The case of the Zodiac, on the other hand, has a completely different dynamic. Relatively little of the evidence is mutually supportive. Incrementally new pieces of evidence often not only fail to answer outstanding questions, they instead raise new questions of their own; or worse yet, they contradict previously accepted answers. Moreover, with the investigation being stagnant for so long, the passage of time has not served to solidify existing beliefs, but rather germinated seeds of doubt and hence increased the level of uncertainty.

Instead of the evidence being analogous to a typical puzzle where each piece is uniquely shaped and correctly interlocking the pieces conveys an unambiguous, colorful image, the evidence in the case of the Zodiac is analogous to a puzzle of a different sort. In this puzzle, all of the pieces are squares such that any piece can fit together with any other piece. Further, instead of an unambiguous colorful image which constrains the way the pieces are to be connected, the image is constructed from simple grayscale blobs which provide an additional level of ambiguity.

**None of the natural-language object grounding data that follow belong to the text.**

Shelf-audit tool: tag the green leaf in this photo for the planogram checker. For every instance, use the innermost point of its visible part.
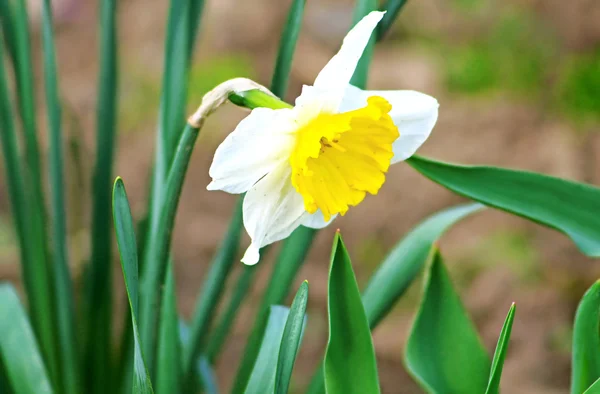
(443, 352)
(500, 353)
(99, 305)
(586, 341)
(594, 388)
(223, 327)
(289, 261)
(212, 290)
(36, 267)
(168, 367)
(399, 269)
(361, 73)
(262, 378)
(566, 206)
(124, 229)
(350, 365)
(287, 47)
(392, 8)
(18, 348)
(63, 286)
(290, 342)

In the end, the way a person puts the pieces together often depends more on what he or she is attempting to prove or disprove rather than the message that the puzzle originally conveyed. In this sense, the evidence is functioning like an elaborate Zodiac Killer Rorschach test. With a Rorschach test (also known as an ink-blot test), what a person sees in the ink blots has more to do with the inner workings of the observer’s psyche than it has to do with any real representation of an image. The situation with the Zodiac Killer evidence is similar. Even though the evidence clearly originated from circumstances that represented objective truth, the way a person puts all the ambiguous pieces together often depends, primarily, on what he or she wants to find in the evidence.

Some people want the personal satisfaction of believing they are the only one who can understand a mad genius, and so they find a mad genius. Others are comforted by the notion that the killer was an incompetent fool, so they find a man who undoubtedly would have been caught had it not been for an incredible run of luck. Of course, the most common instance of this phenomenon happens when a person who has a “suspect” finds that suspect in all aspects of the evidence.

This situation also reminds me of a line from Carl Sagan’s 1985 novel Contact. In the story, the people of Earth receive a message from intelligent life elsewhere in the universe. The various different groups on Earth interpret the message in different ways, largely based on pre-existing beliefs. Sagan wrote:

The message was a kind of mirror in which each person saw his or her own beliefs challenged or confirmed.

In the case of the Zodiac, few people view the ambiguity in the evidence as a challenge to their beliefs, so that part is not really applicable. But otherwise, the quote is interestingly analogous to the serial-killer saga.

So, the question is: what do you see in the case evidence? How much of it is objective truth, and how much is a reflection of your own beliefs?